Nonsense.  If your show is lit with spotlights like the Stars on Ice video, no problem.  Use the 70-200 f2.8 -- perfect lens for this.  5Ti or 5D3, use ISO 1600-3200, shutter speeds to 1/320-1/500 for younger kids, 1/500-1/1000 for more advanced skaters who can perform rotational jumps -- flips, lutz, etc.  Check out my post on page one of this thread.

Photography Technique / Re: Shooting in a Dark Skating Arena Advice
« on: October 15, 2014, 04:54:12 PM »
Not all rinks or all ice shows are lit the same way.  But in my experience, with roughly 10,000-15,000 images a year of skating, the 70-200 f2.8L II is a great lens to use.  Its range is perfect on the 5D3 if you can shoot from the boards in the players box.  It also works well with crop, but can get tight when the skater nears your side of the rink.

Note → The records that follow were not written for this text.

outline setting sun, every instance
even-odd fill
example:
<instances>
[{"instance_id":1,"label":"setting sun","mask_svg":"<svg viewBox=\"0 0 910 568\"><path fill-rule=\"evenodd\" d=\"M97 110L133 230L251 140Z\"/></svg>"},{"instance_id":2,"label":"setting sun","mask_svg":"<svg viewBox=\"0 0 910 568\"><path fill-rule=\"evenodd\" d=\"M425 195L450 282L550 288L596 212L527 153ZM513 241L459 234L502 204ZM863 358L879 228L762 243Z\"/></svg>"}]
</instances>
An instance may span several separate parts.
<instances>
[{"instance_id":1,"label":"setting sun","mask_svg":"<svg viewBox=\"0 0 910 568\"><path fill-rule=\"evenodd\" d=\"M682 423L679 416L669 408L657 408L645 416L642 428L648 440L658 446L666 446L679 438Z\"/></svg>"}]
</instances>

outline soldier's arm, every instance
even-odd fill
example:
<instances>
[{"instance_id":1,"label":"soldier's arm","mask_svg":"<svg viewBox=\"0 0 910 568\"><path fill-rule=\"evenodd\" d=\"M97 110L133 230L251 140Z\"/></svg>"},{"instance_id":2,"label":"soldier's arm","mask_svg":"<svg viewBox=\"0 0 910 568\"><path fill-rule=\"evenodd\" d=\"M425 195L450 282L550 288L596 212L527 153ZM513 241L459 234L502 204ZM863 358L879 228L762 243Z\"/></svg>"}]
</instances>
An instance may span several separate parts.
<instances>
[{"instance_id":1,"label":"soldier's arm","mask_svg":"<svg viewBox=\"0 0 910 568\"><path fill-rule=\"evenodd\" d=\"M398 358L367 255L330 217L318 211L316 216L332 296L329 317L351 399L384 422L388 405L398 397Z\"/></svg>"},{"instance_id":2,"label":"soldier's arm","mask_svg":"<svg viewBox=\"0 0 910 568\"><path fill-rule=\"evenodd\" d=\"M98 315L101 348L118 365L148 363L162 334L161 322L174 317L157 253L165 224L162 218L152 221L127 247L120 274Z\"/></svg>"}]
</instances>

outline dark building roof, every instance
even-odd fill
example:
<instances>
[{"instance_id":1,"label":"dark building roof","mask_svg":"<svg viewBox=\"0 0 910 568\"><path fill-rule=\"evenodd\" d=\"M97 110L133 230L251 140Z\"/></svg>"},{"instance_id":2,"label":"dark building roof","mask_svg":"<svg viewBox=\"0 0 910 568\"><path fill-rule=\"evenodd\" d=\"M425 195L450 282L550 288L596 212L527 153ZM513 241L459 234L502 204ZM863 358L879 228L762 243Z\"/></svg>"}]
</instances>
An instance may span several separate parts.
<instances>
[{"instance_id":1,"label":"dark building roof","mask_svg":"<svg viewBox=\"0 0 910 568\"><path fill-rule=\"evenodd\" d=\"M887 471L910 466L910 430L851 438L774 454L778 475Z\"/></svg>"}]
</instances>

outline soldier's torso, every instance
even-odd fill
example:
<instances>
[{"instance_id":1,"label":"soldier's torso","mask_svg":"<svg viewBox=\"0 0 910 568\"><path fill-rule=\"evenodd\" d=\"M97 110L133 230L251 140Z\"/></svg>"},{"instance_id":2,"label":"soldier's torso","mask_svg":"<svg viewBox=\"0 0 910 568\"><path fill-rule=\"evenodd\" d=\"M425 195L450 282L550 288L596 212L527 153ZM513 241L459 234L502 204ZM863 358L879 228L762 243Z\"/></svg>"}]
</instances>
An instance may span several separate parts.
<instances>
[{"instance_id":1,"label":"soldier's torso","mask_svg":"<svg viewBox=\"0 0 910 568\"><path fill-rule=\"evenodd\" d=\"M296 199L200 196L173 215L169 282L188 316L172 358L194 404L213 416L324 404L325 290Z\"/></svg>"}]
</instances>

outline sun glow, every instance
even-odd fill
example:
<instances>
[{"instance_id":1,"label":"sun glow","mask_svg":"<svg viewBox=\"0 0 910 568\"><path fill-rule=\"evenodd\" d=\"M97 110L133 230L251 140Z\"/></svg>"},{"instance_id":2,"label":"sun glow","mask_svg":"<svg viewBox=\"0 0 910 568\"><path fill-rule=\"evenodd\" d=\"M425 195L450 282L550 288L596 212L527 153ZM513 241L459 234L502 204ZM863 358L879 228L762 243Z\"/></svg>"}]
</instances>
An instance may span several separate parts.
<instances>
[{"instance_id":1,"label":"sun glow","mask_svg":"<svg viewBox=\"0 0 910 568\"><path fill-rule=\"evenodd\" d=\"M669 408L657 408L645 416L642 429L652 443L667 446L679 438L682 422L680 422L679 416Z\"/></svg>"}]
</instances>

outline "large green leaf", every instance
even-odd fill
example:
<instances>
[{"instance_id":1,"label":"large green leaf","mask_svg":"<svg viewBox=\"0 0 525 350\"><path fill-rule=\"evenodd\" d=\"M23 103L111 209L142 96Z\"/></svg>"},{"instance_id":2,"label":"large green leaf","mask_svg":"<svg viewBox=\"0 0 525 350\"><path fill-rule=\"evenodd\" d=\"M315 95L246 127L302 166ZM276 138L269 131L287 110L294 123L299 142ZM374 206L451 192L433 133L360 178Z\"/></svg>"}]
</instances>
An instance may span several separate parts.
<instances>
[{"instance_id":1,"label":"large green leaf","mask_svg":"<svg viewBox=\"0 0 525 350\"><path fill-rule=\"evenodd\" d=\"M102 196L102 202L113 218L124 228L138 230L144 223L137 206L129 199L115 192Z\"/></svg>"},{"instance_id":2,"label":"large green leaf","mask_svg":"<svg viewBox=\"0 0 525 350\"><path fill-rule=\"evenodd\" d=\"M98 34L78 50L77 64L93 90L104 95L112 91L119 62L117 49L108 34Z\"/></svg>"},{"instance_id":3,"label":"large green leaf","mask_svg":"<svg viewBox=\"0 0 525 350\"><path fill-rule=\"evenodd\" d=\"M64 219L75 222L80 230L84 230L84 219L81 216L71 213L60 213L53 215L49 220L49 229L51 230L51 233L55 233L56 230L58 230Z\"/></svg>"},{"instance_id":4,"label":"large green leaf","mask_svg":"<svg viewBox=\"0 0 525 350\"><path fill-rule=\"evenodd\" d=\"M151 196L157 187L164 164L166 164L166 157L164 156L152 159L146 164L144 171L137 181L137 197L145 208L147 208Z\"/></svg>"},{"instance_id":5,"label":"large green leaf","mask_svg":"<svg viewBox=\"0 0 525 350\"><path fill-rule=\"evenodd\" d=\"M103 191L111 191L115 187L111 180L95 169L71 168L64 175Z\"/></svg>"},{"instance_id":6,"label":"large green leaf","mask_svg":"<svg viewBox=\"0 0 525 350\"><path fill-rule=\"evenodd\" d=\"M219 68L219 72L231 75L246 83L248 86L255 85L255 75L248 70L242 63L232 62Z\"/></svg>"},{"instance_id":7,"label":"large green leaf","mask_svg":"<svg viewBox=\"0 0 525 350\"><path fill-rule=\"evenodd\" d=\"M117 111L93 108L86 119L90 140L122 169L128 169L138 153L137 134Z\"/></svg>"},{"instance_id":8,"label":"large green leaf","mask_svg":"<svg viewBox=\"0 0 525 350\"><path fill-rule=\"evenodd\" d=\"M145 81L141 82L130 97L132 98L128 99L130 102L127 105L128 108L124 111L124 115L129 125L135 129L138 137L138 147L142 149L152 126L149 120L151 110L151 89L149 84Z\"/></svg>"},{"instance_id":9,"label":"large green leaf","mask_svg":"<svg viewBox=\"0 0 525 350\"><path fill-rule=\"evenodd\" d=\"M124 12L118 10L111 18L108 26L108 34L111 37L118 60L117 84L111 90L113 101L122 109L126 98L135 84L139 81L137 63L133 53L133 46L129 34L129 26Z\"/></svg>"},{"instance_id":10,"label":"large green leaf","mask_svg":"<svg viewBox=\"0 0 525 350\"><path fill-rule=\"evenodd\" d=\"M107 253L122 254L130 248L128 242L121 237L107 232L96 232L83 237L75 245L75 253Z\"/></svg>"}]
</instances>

Spotlights are generally quite bright.  With soloists, you can have four spots on the skater.  ISO 1600, f2.8, at 1/500 can work well.  Although, I now shoot more at 3200 and between 1/500 and 1/1000.

For full frame, I would hesitate going wider than 2.8.  Tiny DOF on moving skaters is not very forgiving.  Keep in mind that most often you end up tracking the torso of the skater, but it's the eyes that you want in focus.  They could be in a different plane, so some DOF is helpful.